Discussion in 'Wall St. News' started by ETJ, May 9, 2023.

  1. ETJ

    ETJ

    Acquisition pushes the asset manager’s affordable housing assets to $6.4 billion

    By Will Parker
    May 9, 2023 3:00 pm ET
    [​IMG]
    New York City area properties include several large apartment buildings in the Bronx, Brooklyn and Queens. PHOTO: GARY HERSHORN/GETTY IMAGES
    Nuveen, the asset management arm of Teachers Insurance and Annuity Association of America, is acquiring a more than 12,000-unit affordable housing portfolio in one of the largest multifamily housing deals this year.

    The properties are largely concentrated in the New York City area, including several large apartment buildings in the Bronx, Brooklyn and Queens. Other buildings are located in Maryland, Massachusetts, Texas and other states, Nuveen said on Tuesday.

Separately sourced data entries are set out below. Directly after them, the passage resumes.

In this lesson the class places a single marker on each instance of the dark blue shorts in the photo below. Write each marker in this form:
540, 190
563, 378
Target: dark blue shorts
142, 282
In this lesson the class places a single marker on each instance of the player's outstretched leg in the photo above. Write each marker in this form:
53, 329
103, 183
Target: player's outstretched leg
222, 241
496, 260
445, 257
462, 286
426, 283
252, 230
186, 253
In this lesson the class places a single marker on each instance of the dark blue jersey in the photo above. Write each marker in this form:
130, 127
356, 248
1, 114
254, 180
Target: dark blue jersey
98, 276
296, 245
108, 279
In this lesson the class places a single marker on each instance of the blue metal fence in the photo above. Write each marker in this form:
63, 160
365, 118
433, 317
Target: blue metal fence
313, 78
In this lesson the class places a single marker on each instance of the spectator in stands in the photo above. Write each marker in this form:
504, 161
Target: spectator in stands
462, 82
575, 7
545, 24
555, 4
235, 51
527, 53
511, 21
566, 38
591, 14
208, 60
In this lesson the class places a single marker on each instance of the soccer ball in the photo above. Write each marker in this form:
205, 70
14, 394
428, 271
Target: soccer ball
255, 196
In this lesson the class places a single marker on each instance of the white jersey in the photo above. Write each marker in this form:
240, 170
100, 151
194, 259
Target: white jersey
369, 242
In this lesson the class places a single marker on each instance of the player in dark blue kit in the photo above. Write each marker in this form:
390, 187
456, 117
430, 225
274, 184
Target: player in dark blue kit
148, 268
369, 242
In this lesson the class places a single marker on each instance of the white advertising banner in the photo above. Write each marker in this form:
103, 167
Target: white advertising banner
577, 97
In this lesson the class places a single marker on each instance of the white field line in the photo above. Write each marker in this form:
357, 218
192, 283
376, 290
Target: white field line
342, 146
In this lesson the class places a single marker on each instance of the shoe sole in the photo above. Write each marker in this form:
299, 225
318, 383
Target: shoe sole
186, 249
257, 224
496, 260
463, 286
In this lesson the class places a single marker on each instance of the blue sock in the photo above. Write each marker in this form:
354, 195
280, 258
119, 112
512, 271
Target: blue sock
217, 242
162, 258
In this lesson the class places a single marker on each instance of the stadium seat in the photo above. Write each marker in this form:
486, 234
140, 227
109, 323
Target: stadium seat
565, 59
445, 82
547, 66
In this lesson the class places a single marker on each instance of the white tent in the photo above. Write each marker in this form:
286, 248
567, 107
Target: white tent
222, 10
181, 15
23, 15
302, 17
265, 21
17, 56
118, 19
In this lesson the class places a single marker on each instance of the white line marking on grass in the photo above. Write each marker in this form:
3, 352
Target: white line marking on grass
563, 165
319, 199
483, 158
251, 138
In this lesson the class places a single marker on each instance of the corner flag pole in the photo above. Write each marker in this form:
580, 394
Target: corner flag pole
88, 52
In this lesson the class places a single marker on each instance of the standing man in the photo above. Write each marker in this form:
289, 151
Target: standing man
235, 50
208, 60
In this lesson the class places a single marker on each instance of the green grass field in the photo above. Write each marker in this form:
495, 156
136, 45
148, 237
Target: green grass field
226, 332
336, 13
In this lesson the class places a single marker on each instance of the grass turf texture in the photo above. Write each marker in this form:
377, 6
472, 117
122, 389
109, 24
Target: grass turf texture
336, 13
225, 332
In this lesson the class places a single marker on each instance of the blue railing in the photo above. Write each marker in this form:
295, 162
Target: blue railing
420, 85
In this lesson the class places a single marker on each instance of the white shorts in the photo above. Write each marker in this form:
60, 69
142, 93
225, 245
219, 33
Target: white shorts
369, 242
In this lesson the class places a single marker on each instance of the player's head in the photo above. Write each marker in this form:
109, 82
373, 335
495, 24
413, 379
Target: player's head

The portfolio includes developable land and existing buildings in need of rehabilitation that could eventually produce an additional 8,000 low-income apartments, Nuveen said.


    Nuveen declined to share the price paid for the buildings, but said the deal is part of more than $3 billion in recent acquisitions, inclusive of debt, that have doubled the size of the company’s affordable housing assets under management to $6.4 billion.

    The sale comes at a time when investors have begun to turn away from market-rate apartments due to declining rent growth.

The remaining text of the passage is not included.